In contrast, Liverpool in offence rely heavily on their forwards—especially the irrepressible Mo Salah and Roberto Firmino—not just to score but also to orchestrate moves. Their forwards account for 52% of Liverpool’s assists (48% for City) and 62% of their through balls (25% for City)
A division of responsibilities tailored to specializations is something that Liverpool seem to emphasise more than City. Among the top six, Chelsea is the other team taking this approach. While Liverpool forwards are doing their thing in offence, their backs are accounting for the major share of the team’s defensive workload.
Defenders account for 42% of tackles made by Liverpool and 62% of aerial battles won; the comparative numbers for City are 33% and 53%, with the difference mostly being assigned to City’s midfield.
Liverpool defender Virgil van Dijk has been sterling in the air, winning a league-leading 84 aerial battles. The leading City player on this count is Fernandinho, a midfielder, with 47 aerial battles won. This is as much a testament to City’s open, pressing style, as it is to the role of the midfield in coach Guardiola’s game plan.

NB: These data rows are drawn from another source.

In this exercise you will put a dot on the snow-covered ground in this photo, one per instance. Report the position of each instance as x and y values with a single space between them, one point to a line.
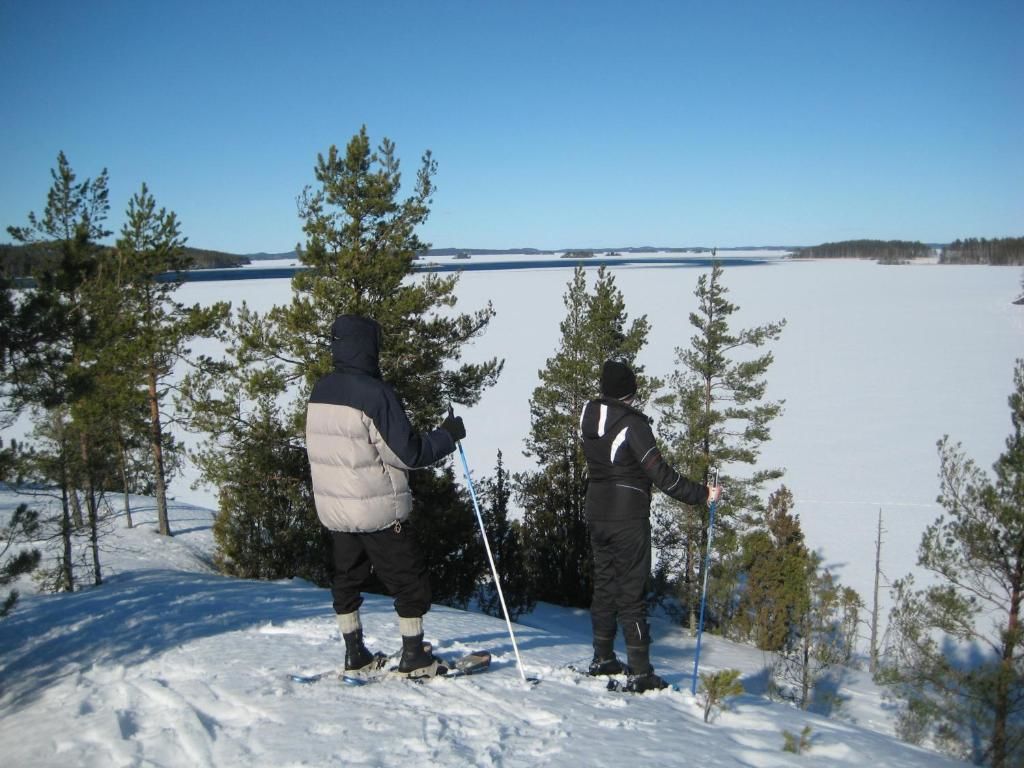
170 665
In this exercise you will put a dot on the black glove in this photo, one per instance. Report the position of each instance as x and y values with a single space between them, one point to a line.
454 426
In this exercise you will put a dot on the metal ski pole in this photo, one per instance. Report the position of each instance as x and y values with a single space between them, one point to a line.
704 590
491 559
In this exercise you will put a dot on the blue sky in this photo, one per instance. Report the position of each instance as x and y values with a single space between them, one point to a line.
555 124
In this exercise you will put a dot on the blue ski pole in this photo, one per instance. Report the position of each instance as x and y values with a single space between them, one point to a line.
491 559
704 590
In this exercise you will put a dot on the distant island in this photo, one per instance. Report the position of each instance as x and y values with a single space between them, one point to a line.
22 260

This division of responsibilities seems to have worked well for Liverpool. They have been tight in defence, conceding just 10 goals in the season, of which two came in the recent loss to City. On goals conceded, City is not only behind Liverpool but also behind Chelsea. Also, Liverpool has blanked its opponents in 12 of the 21 games, whereas City has done that eight times.

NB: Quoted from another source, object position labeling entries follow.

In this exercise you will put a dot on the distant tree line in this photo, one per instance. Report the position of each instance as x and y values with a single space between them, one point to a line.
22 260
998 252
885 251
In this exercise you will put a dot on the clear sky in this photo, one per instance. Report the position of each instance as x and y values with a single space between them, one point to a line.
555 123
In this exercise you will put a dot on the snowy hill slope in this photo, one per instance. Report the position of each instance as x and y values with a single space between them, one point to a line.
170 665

Equally, Liverpool’s forwards—who like making quick, sparky moves and playing the short ball—are getting the job done on the front. On goals scored, Liverpool is only behind City. On a net basis, Liverpool have been more frugal and efficient on both sides than City, and in making it count where it matters.
The City midfield versus Liverpool specialists approach also extends to substitutions. For all top six clubs, except Liverpool, around half the time the player pulled out during the game is a midfielder. For City, midfielders account for 53% of players pulled out. For Liverpool, midfielders account for only 36%, and they instead tend to see more fresh legs in their core attack and defence.
It’s a tight title race, with Liverpool and City separated by just four points. If City have the expectation of winning, Liverpool have the cross of history. Their different playing styles layer this race further.